Wednesday, 11 July 2018
Regency A/B/C (Hyatt Regency Vancouver)
In situ measurements of the composition of the residuals of heterogeneously formed cirrus crystals have indicated a substantial abundance of sea salt in sampling regions above the ocean. Independent laboratory measurements have confirmed that inorganic sea salt aerosol (SSA) particles are capable of acting as ice-nucleating particles (INPs) at cirrus temperatures. Most recently, we have used the AIDA (Aerosol Interaction and Dynamics in the Atmosphere) cloud chamber of the Karlsruhe Institute of Technology to obtain a comprehensive data set for the ice nucleation efficiencies of particles generated from two commercially available sea salt proxies (Instant Ocean sea salt and Sigma Aldrich sea salt) and from a bulk Atlantic water sample in the temperature range from 235 to 200 K. The mixed-phase (solid/liquid) SSA particles were found to act as INPs in the immersion freezing mode at temperatures below about 220 K, with freezing onsets in terms of the ice saturation ratio, Sice
, between 1.24 and 1.42 for temperatures between 219 and 202 K. Above 220 K, the SSA particles fully deliquesced and nucleated ice homogeneously.
In the present contribution, we explore how the ice nucleation ability of the SSA particles at cirrus temperatures changes if particles enriched in organic matter or biological material are present. It is well known that during phytoplankton blooms, SSA particles enriched in biogenic material can be generated at the air-sea interface via the bubble-bursting process. Numerous studies have shown that organic matter in the sea surface microlayer is capable of nucleating ice via immersion freezing in low-altitude mixed-phase clouds.

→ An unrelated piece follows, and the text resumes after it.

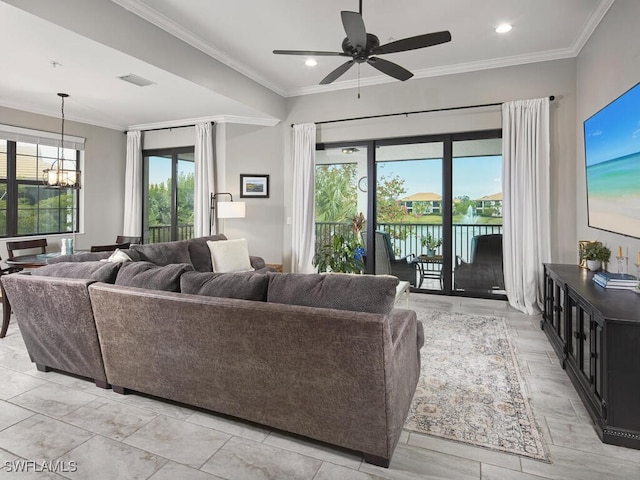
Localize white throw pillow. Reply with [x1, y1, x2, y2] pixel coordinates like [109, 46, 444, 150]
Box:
[207, 238, 254, 273]
[100, 248, 131, 263]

In contrast, the number of investigations that have addressed the impact of organic matter on the efficiency of the heterogeneous freezing mode of SSA particles at cirrus temperatures is still limited. In a new series of expansion cooling experiments at the AIDA facility, we have therefore probed the low-temperature ice nucleation behavior of a marine diatom species (Skeletonema marinoi) and a variety of sea surface microlayer samples collected during several Arctic Ocean research cruises. Results from this campaign along with the potential implications are presented.